Veteran's family receives long-sought posthumous combat infantryman badge
Stars and Stripes
WASHINGTON — The family of a soldier who hanged himself after he was denied the combat infantryman badge, forced out of the Army and diagnosed with post-traumatic stress disorder and traumatic brain injury has finally received the combat badge he earned in 2009.
“It was the first time the Army acknowledged me on a human level,” said former Spc. Jacob Andrews’ mother, Lauri Turner.
Col. Samuel Whitehurst and Lt. Col. Brian Beckno, the commanders of 3rd Brigade Combat Team and 2nd Battalion, 87th Infantry Regiment, pinned combat infantryman badges on Turner and Andrews’ infant son, Jake, in a ceremony at Fort Drum, N.Y. on Thursday. Turner also received a plaque commemorating Andrews’ combat service.
“It was a very genuine ceremony,” Turner said in an email. “I didn’t feel like they were just doing it to get me to go away. … Col. Whitehurst and Lt. Col. Beckno were very comforting.”
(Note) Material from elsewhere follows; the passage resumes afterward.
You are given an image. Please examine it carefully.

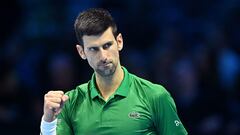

Andrews deployed to Afghanistan in 2009 and was involved in more than a dozen firefights, according to those who served with him. He suffered a TBI and started drinking heavily, getting in trouble for numerous alcohol-related incidents and arguments with superiors. He was discharged in September 2010 for misconduct and later was diagnosed with PTSD.
In April 2011, he hanged himself in the woods near his childhood home, leaving behind his parents and his then-pregnant girlfriend, Ashley Mercante.
Mercante gave birth to Jake, on Oct. 31, 2011.
Lt. Col. Andrew DeKever, who served in the same battalion as Andrews but never met him, read Andrews’ story in Stars and Stripes. He, like Turner, felt the young soldier had been wronged and he started a campaign to get the family the combat infantryman badge Andrews should have received in 2010.
DeKever said the current brigade leadership was very receptive and agreed to a ceremony as soon as they read Andrews’ story.
Turner said she was grateful to receive the badge. She sat down with Whitehurst for about 15 minutes to talk about the challenges she still faces — including trying to get a Purple Heart for her son — and feels that the command is “trying to do better” than the previous command.